The Dauphin Disposal site is an 18-acre landfill owned by the Bath Iron Works Corporation (BIW). The site is located approximately one mile south of the center of the town of Bath, Sagadahoc County, Maine (Appendix A, Figure 1)(2). Site coordinates are north 43 53' 57.5" latitude, west 9 49' 39.9" longitude. The site is bounded on the west and south by woods, undeveloped except for a Central Maine Power Company line-cut, on the north by wooded property of the town and the Central Maine Power Company, and on the east by the Tarbox Hill neighborhood and Spruce Street.

Beginning in 1962, the Dauphin site was used to store junked automobiles, scrap metals, and used oils. In the mid-1960's, the site started receiving refuse from the Bath Iron Works Corporation. BIW is located 0.5-mile north of the site on the west bank of the Kennebec River. BIW is a large ship builder and refurbishing contractor for the United States Navy (3). From 1976 to 1985, the site was used exclusively by BIW for disposing construction debris, general refuse, scrap metals, paints, thinners, rust preventatives, anti-fouling agents, oils, hydraulic fluids, asbestos, fiberglass insulation, dredging spoils, and sandblasting grit (also known as "black beauty") from its ship-building operations. Figure 2 in Appendix A presents the areas where the various wastes were stored on the site. Scrap metals and oils were recovered for resale, while the refuse, spoils and grit were landfilled on the western slope of the site (2).

Table 1

Summary of 1995 and 1996 Health Consultations

  • Addressed the petitioner's concerns about the possibility of lithium induced nephrogenic diabetes insipidus in a nine year old child (4).
  • Examined child's medical history, the history of the possible exposure, and available medical literature.
  • Conclud ed that "there was not enough clear evidence of chronic lithium exposure to assign cause and effect" for the nephrogenic diabetes insipidus diagnosis [4]

1996 Health Consultation

  • Addressed the possible public health threat posed by contaminants in groundwater, surface water, air, and soil (5).
  •   Reviewed and evaluated the data contained in the Phase I Remedial Investigation Report from September, 1994 and DEP's Expanded Site Inspection Report of March, 1990.
  •   Concluded that the nature and extent of groundwater and surface soil contamination was not fully characterized at the site.
  •   Recommended: 1) to define the extent of groundwater & soil contamination; and, 2) to restrict site access.

Wastes were disposed of on the western or eastern portions of the site according to the type of waste. The eastern portion of the site was approximately 7 acres in size and was used from 1968 until 1980 to store junked cars, scrap metal, dredge spoils, paint cans, drums of chemicals, above-ground tanks, and other miscellaneous debris. The western portion of the site (also known as the "landfill") was approximately 11 acres in size and received dredge spoils and sandblasting grit from 1981 until 1984. In 1988, the western portion of the site was clay-capped and seeded as part of the site closure activities; the eastern portion of the site was capped in 1996 as part of the final closure of the site [3].

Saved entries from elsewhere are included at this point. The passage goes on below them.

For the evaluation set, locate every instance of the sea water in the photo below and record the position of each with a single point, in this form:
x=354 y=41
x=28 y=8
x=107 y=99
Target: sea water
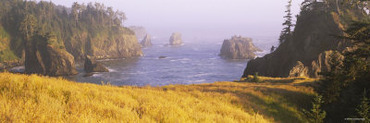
x=192 y=63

There have been a number of state supervised activities at the site including remedial investigations, feasibility studies, and removal actions that have resulted in remedial activities to clean the site, the capping of the western and eastern portions of the site, and the closure of the facility. More information about the operative and investigative history of the site are located in appendix B.

ATSDR released the Dauphin Disposal site Health Consultation for public comment from July 17, 1998 through August 23, 1998. The public comment period was intended to give the public and/or interested parties an opportunity to review and provide additional comments and/or concerns pertaining to the Dauphin Disposal site. The Division of Health Assessment and Consultation of the Agency for Toxic Substances and Disease Registry received comments during the public comment period and incorporated the responses into the document.